1. No Rest for the Bearded

Here's hoping Federal Reserve Chairman Ben Bernanke doesn't have any vacation plans this fall. The bearded banker is short-handed and someone needs to stand ready at the printing presses just in case we haven't really seen the worst of the credit crisis yet.

Fed governor Frederic Mishkin submitted his resignation to President Bush this week, with plans to go back to teaching at Columbia University at the end of August. That leaves a whopping three vacancies on the board of the central bank as Wall Street muddles its way through the mortgage mess.

Luckily, rules that once required approval from at least five Fed governors to take emergency monetary action in a crisis were relaxed after 9/11. Now, only support from four governors is required for extraordinary actions like those taken by the Fed in March when it orchestrated the fire sale of Bear Stearns ( BSC) to JPMorgan Chase ( JPM) and opened up the discount window for investment banks facing a liquidity crunch.

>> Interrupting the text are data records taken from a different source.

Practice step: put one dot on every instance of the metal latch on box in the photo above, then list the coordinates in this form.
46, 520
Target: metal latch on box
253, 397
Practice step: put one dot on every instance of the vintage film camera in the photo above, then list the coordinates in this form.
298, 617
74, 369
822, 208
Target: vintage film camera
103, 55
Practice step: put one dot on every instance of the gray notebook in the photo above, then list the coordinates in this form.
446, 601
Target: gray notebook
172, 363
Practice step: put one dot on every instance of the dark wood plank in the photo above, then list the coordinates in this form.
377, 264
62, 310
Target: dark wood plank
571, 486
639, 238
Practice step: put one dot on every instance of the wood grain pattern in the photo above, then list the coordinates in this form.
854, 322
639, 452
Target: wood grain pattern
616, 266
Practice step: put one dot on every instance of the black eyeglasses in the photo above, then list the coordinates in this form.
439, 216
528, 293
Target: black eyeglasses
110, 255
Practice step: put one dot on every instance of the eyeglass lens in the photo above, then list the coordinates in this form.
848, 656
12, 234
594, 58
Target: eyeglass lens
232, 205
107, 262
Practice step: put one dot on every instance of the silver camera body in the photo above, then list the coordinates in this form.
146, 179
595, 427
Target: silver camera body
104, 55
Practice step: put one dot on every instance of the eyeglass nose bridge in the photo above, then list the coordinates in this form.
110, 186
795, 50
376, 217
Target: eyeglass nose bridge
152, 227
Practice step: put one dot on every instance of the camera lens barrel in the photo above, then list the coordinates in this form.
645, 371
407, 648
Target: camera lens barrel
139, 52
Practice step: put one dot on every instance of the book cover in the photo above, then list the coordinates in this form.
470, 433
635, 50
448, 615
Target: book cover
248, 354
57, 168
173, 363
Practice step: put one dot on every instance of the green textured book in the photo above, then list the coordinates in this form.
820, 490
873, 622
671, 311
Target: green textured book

Four central bankers are still hanging on at the Fed, and Wall Street needs every one of them -- even poor old Randall Kroszner, whose term has expired. He's permitted to continue serving until a replacement is sworn in, but he's not holding his breath. The President's appointees for vacancies at the Fed are awaiting confirmation in the Senate, where Senate Banking Committee Chairman Chris Dodd (D., Conn.) runs the show.

Dodd takes the blame for the Fed, but what about the Securities and Exchange Commission, where the two commissioner seats saved for Democrats to ensure bipartisanship at Wall Street's watchdog are vacant?

The Washington Post reported this week that with eight months left in the Bush presidency, "scores of senior officials in the federal government already are heading for the exits, leaving nearly half the administration's top political positions vacant or filled by temporary appointees." As of December, 616 top officials at federal agencies were people appointed by President Bush and confirmed by the Senate, amounting to only 56% of the 1,100 officials that are typical at the peak of an administration.

Never mind two wars, the threat of terrorism, soaring oil prices, the weak dollar and economic weakness. The subprime leadership problem looks contained.

Dumb-o-meter score: 95. How many congressional committees does Chris Dodd run, anyway?